The type of beans we always use are cranberry beans which are very easy to find here in the US. These beans are gorgeous, they have beautiful red spots on the outside that are usually lost during the cooking process and are packed with flavor. Also, the ones sold in Colombia are a lot bigger than the ones we find here but they taste the same. If for some reason you can’t find them at your grocery store you can use pinto beans or even red beans.
Serve this dish with a side of white rice and a nice piece of avocado. They’re amazing!
- 3 tbsp olive oil, divided
- 1 lb ham hocks **See Notes
- 1 bay leaf
- 2 garlic cloves, finely chopped
- 1 lb cranberry beans **See Notes
- 10 cups (2.36 liters) water or more, divided
- 1 green plantain, chopped
- ½ large carrot
- 2 cubes (4 tbsp) of Colombian aliños
- Salt and pepper to taste
- Rinse and soak the beans overnight in about 5 cups of water. The next day drain the beans, rinse them, and set them aside.
- Heat the 2 tbsp of olive oil over medium-high heat in a big pot or pressure cooker. Add the ham hocks and brown them for about 5 minutes.

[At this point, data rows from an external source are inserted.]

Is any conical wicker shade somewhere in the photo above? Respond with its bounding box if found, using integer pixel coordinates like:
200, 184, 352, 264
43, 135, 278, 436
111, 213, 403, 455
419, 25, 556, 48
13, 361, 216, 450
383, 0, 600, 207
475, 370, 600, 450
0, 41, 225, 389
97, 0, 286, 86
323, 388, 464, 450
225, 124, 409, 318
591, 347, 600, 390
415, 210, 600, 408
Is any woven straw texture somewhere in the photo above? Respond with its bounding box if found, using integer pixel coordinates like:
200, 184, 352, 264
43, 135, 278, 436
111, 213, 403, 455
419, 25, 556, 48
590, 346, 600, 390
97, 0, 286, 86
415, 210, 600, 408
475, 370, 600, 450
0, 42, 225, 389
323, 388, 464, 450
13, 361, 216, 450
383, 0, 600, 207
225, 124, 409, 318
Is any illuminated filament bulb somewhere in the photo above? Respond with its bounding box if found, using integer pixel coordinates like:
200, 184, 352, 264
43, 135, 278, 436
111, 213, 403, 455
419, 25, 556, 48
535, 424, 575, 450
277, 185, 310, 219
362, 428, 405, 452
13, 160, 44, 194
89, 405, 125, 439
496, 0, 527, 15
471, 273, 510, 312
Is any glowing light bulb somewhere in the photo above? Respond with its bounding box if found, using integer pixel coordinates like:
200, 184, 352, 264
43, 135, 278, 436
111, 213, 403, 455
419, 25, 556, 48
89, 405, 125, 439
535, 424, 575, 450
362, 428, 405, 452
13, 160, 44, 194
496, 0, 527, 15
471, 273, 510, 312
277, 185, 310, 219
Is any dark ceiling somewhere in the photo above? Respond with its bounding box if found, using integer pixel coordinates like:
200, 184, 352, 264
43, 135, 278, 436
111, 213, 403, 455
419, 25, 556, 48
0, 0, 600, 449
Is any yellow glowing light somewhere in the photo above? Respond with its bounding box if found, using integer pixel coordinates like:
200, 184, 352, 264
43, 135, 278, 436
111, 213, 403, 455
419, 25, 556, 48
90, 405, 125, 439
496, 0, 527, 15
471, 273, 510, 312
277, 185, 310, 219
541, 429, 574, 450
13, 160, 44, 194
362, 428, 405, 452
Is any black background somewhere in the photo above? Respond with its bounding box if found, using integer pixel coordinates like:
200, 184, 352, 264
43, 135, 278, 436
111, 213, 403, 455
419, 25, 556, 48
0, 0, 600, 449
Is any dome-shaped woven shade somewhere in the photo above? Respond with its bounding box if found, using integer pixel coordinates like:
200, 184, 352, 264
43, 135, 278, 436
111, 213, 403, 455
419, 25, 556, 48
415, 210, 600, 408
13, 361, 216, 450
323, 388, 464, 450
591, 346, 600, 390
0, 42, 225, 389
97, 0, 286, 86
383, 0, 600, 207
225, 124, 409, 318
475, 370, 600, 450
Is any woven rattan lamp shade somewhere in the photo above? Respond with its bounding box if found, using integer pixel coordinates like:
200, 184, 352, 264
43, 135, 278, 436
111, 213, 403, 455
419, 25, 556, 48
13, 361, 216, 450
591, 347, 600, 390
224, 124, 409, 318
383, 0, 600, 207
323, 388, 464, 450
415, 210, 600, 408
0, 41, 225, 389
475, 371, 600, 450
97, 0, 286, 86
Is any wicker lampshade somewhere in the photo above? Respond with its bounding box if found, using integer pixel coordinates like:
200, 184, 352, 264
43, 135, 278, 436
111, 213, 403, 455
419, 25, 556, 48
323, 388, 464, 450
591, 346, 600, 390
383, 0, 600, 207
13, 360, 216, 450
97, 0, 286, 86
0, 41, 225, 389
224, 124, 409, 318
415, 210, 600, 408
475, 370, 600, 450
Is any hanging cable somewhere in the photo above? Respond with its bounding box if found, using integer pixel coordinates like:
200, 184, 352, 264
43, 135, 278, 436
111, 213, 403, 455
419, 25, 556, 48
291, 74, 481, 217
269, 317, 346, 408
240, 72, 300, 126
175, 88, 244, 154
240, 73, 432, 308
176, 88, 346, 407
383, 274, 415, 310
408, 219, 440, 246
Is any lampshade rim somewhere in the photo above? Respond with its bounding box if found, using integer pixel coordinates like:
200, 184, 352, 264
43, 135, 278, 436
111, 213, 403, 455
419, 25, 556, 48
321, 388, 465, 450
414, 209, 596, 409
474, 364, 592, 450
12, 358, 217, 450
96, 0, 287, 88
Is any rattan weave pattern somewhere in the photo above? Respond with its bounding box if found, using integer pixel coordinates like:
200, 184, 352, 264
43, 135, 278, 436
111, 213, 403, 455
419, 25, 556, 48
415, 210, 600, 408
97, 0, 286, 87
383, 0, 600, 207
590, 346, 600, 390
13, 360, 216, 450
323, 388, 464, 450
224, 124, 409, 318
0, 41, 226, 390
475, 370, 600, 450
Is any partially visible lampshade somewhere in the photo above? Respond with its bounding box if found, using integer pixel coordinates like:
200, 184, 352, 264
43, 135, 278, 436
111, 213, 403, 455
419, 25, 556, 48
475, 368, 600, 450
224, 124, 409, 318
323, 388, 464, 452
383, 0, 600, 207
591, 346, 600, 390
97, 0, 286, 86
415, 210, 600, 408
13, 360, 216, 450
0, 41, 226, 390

- Now add the bay leaf and garlic and stir for about 1 minute. Add the beans with about 8-10 cups of water, the plantain, the carrot and the aliños. Make sure the beans are completely covered with water, so you can add more, if needed.

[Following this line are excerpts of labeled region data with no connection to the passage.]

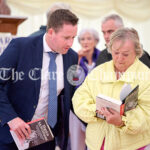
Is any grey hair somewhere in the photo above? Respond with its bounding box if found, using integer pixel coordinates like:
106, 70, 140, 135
108, 28, 143, 58
78, 28, 100, 43
102, 14, 124, 27
46, 2, 71, 19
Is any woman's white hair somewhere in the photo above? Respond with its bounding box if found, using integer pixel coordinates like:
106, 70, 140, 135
78, 28, 100, 43
108, 28, 143, 58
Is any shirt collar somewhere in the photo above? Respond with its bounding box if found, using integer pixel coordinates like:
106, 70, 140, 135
43, 33, 55, 53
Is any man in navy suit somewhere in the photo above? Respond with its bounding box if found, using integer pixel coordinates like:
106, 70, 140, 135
0, 9, 78, 150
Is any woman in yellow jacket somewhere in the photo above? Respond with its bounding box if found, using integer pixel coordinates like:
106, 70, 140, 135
73, 28, 150, 150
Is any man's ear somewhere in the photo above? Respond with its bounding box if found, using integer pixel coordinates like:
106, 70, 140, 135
48, 28, 55, 35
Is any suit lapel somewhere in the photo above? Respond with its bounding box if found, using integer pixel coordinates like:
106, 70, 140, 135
33, 35, 43, 101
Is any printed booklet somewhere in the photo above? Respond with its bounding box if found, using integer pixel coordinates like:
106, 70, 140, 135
96, 84, 139, 119
10, 118, 54, 150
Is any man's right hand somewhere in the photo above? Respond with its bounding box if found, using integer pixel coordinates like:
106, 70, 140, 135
8, 117, 31, 140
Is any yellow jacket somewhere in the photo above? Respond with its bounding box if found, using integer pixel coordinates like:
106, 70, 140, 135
72, 59, 150, 150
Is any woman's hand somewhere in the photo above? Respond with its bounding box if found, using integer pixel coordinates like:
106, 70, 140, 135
100, 107, 124, 126
8, 117, 31, 140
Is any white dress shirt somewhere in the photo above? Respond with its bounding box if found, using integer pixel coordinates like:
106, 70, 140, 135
32, 35, 64, 120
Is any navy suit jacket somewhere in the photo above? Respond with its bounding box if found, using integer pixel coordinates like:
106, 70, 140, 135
0, 35, 78, 149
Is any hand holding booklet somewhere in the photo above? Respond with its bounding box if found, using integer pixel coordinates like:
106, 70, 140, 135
96, 84, 139, 119
10, 118, 54, 150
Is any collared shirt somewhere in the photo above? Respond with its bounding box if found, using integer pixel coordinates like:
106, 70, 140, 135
32, 35, 64, 120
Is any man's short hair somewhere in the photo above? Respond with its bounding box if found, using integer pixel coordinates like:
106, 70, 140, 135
102, 14, 124, 27
46, 2, 71, 19
47, 9, 78, 32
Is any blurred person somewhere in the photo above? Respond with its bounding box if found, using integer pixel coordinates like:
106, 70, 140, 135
72, 28, 150, 150
96, 14, 150, 68
69, 28, 100, 150
0, 0, 11, 15
0, 9, 78, 150
30, 2, 71, 36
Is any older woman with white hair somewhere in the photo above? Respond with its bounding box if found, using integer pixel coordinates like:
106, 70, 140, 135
73, 28, 150, 150
70, 28, 100, 150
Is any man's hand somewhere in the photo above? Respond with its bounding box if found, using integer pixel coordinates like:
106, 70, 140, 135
100, 107, 123, 126
8, 117, 31, 140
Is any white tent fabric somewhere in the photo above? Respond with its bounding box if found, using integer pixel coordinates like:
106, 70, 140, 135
7, 0, 150, 53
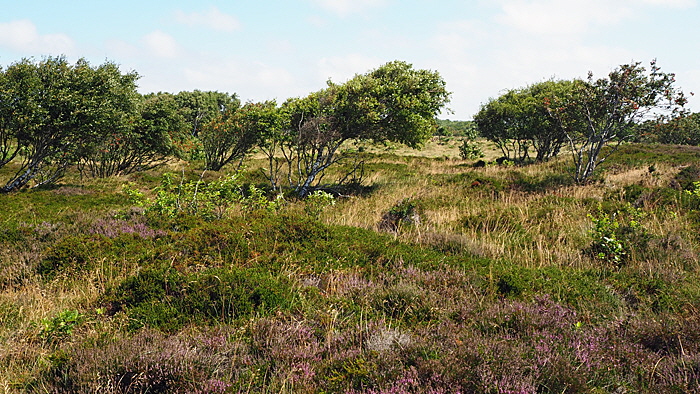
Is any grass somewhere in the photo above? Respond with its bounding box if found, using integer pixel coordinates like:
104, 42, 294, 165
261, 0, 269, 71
0, 141, 700, 393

- If you’re using a pressure cooker, add 1 tbsp of oil to prevent the water from foaming.
- Cover the pressure cooker and bring to pressure, then lower the heat to medium low and cook for 25 minutes. Cook for 1½ – 2 hours on medium low if you’re using a regular pot.
- Remove the pressure cooker from heat and let it rest for 5 minutes before releasing the pressure.
- Once all the pressure is released, open the pressure cooker and remove the ham hocks to let them cool. You can also discard the bay leaf.
- Remove the carrot and blend it with about one cup of beans and liquid from the pot until smooth. Then add this mixture back into the pot. This will help thicken the beans and it will also add the flavor of the carrot.
- Once the ham hocks have cooled, remove the meat and add it back to the beans. Discard the bones. **See Notes.
- Add salt and pepper to taste before serving. Serve with a side of white rice and avocado.
- If you don’t want to add the ham hocks you can also make these beans with any pork meat including pork belly and pork ribs.
- You can also serve the ham hocks whole.
- Cranberry beans are the typical beans that are used in Colombia to make this recipe. However, you can also use pinto, red, or black beans.
- You can simmer the beans over low heat for about 15 minutes to help them thicken.